When you come down from100 to 10, it is a drop of 90% and then you climb from 10 to 20, it is a gain of 100%. But you are still down 80% from the top. Probably something similar is happening in real estate stocks. There was a time when only one real estate company’s market cap in 2008 was bigger than entire pharma sector’s valuation. Today the tide has reversed. Just one pharma company’s valuation is bigger than entire real estate sector put together.So these are all bouncing from the bottom and obviously they had fallen a lot. They are looking in percentage terms great return but majority of investors in real estate have not entered at current level of prices. They have entered at much higher level of prices and the real estate sector has to do a lot in terms of governance to gain shareholder confidence.

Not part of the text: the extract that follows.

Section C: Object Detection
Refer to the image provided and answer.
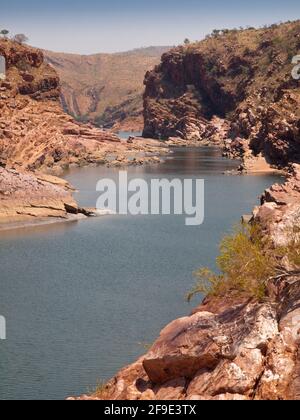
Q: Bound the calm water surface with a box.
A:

We as fund house believe that it is a far better to play out a properly governed company and hence to play the construction theme, it is better to play out in building materials, housing finance and ancillary industries rather than pure real estate companies. Probably active versus passive trade is going on. Based on our interaction in US market especially on East Coast, we believe there is a fair amount of redemption coming through exchange traded funds and which is why we have seen indices lagging the broad market.
The midcaps and small caps continue to rise partly because there is no ETF selling whereas the broad indices like Nifty or Sensex continues to remain subdued because there is ETF led selling. What I met across this road trip was fund of funds, endowment funds, charity funds, family offices and one message which I got and probably which got reinforced in Warren Buffett’s interview on your channel is, one, India is gaining its own momentum and previously in our meeting with such investors, They were perfectly okay taking India exposure via global emerging market funds or global funds
Now like China, India is emerging as a single country fund. In fact, one of the chart which we presented and which is pretty well known in India is that India is not a country. It is a continent. The smallest state in India Goa has population equivalent to Estonia and the largest state in India UP has population equivalent to Brazil.
Effectively India gives you a choice of population from Estonia to Brazil. We also showed on per capita GDP basis, the richest state of India Delhi is equivalent to Indonesia and the poorest state of India UP is equivalent to Nepal. So again in terms of per capita GDP, we give diversity ranging from Nepal all the way to Indonesia. So do not evaluate India as a country, evaluate it as a continent and this is the message which is getting resoundingly favourable response from the investors.
It does not mean that people are not worried about valuation, people are not worried about portfolio. The other problem which most of these investors face and Warren Buffett also alluded to is that we need to create far bigger companies in order to attract global capital. We also need to create far better governed companies in order to attract larger flow of capital and my feeling is that today we are in a sweet spot, people are positive India on a top-down basis.